Twelve Thirty One Twenty Twenty Five

This is a prompt I made last year towards the end of the year.

As the end of the year approaches, many people write down a list of resolutions that they hope to keep during the following year. Instead of listing out all the things you want to accomplish, pretend it’s December 31st 2025. Write yourself a letter in prose in which you reminisce over all you have done in 2025. Make it as aspirational or as modest as you want. The key is to put yourself in the headspace of gratitude at everything you overcame or achieved over the next 525,600 minutes.

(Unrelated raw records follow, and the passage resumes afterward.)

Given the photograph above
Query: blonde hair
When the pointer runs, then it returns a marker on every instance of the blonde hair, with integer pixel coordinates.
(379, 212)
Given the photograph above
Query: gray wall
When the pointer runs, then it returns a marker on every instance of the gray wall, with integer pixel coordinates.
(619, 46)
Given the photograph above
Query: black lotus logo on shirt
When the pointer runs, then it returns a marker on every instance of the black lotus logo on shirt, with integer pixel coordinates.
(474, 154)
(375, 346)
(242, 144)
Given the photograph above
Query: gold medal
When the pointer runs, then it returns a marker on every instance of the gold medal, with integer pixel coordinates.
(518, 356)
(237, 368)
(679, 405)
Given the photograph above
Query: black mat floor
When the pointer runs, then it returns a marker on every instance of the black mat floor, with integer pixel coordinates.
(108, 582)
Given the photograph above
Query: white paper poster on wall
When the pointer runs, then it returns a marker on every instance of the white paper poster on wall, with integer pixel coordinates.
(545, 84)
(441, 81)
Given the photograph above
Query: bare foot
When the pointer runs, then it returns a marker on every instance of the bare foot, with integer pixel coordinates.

Twelve months of exponential spiritual growth
Bequeath me with breathless astonishment
The emotional distances traveled over these past 365
Almost unfathomable
Incomprehensible
As the ball dropped in New York last year
Vague aspirations disguised as foolish hopes masquerading as dubious desires
Filled my mind’s eye
A mirage of lustful imagination playfully composing scenarios of “what if?”
Today instead I sit a thankful alcoholic
Jasmine green tea in my mug
As I toast to 18 months and 1 day
An epic length of sobriety that 2023 me
Couldn’t have even begun to fathom
My sponsee has a sponsee
An unbroken lineage replacing familial expectations of grandchildren who use diapers
The career change I was terrified of making
At the beginning of the year
Bearing fruits so sweet
The shock of biting into this feeling of accomplishment
Surprises me every morning
The boundless energy of my aging furry companions
Translating into long walks down Sunset Boulevard
The activity to blame
For the necessity of purchasing an entirely new wardrobe
The previous one was too big

The depths of grief I survived this year
Deceptively deep
Murky
The birthdays and anniversaries and reminders of death and loss of loved ones bitingly cold in their grip
I struggled
I raged
I sometimes lost myself so thoroughly in my memories
My world wondered how I would find my way out

But I did
And I did it sober even

Last month
Toothbrush poised halfway in my mouth
I matched my gaze in the reflection
Instead of the instinctive flinch I came to know

In that gaze I saw not the self-hatred & loathing
That defined
The majority of my life

Reflected in that gaze I saw not acceptance
Nor contentment

I saw love

Removing the toothbrush
I mouthed the words, for the first time actually believing them
“I love you”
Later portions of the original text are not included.